A report released by the Institute for Public Policy Research has suggested that GPs become salaried employees within the NHS.
Today’s publication, titled ‘Realising the neighbourhood NHS: Delivering a new deal for primary care in England’, said that all GPs should be offered the right to NHS employment.
Amid plans for the remodelling of the practice model, it also emphasises that all newly-qualified GPs should be offered a salaried NHS position, and that in the short-term GPs should have the right to refuse this offer and maintain their partnership model. However, it urges policymakers over time to consider ending the right of partnerships to create new or replace existing partnership roles.
The report’s other recommendations are that:
- Neighbourhood care providers (NCPs) should be created to deliver a ‘neighbourhood NHS’;
- New GP roles should be reformed, to create career progression, time to care and realistic workload;
- The primary care infrastructure should undergo radical transformation.
Quality; access; workforce; and demographics are the key factors investigated in the study of the prospective future of the profession.
As part of the four main components it argues for a ‘new deal’ for general practice to overcome existing challenges, it puts forward the suggestion of senior GPs, both partners and salaried, being recruited into management roles within the new NCPs.

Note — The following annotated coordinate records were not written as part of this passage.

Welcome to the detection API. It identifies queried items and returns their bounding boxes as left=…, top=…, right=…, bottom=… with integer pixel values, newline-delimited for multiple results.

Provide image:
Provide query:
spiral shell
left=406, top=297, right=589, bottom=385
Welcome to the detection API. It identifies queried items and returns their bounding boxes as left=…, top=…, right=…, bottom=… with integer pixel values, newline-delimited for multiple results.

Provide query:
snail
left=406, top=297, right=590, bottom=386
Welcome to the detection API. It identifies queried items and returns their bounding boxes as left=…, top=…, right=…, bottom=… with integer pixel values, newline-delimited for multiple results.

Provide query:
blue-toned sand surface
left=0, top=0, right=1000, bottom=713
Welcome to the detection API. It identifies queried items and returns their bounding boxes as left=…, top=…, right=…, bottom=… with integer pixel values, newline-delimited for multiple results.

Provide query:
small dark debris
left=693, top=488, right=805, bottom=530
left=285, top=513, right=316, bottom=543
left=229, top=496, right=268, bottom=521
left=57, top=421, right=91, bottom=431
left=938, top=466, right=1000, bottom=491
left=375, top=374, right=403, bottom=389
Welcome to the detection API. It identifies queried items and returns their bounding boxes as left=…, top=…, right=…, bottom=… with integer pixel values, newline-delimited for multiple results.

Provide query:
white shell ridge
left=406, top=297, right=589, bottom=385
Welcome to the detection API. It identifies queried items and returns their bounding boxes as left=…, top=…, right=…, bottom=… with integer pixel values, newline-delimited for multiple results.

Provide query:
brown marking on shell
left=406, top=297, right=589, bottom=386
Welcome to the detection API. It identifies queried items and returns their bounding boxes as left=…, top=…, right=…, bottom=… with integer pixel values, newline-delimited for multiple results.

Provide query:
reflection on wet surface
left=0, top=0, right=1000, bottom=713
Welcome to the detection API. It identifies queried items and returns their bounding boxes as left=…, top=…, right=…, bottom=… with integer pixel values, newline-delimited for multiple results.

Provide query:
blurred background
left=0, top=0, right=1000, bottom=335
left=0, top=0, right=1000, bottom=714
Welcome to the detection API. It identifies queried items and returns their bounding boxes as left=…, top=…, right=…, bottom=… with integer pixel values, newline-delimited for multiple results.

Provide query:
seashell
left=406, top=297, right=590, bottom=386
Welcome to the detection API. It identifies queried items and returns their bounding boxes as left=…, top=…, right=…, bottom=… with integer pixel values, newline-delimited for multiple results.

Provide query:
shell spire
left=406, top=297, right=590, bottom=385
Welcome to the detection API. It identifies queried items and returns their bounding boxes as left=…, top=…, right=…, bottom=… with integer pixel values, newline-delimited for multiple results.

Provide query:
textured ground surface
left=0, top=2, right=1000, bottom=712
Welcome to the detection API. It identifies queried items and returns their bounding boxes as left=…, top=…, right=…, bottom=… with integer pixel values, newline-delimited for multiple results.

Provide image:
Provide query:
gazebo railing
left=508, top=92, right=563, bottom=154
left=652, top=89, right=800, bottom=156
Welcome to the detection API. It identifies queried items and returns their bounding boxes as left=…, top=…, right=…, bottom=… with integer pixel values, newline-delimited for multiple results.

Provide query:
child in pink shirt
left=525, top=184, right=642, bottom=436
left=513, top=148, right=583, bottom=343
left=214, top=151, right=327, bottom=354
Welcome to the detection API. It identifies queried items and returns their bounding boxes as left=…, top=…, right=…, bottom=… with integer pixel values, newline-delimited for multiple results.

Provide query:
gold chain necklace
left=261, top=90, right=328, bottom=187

These would be on similar salaries to current partners, and sit alongside other non-clinical senior managers.
The authors acknowledged that while the concept of salaried roles in the NHS may seem ‘radical’, it is ‘starting to happen already’.
They continued: ‘The partnership model is in decline with the number of partners reducing year-on-year.
‘Even in the short time since the Five Year Forward View was published, salaried GPs have increased by 3,000, and now make up nearly a third of all GPs, whilst partners have decreased in numbers by a similar amount.’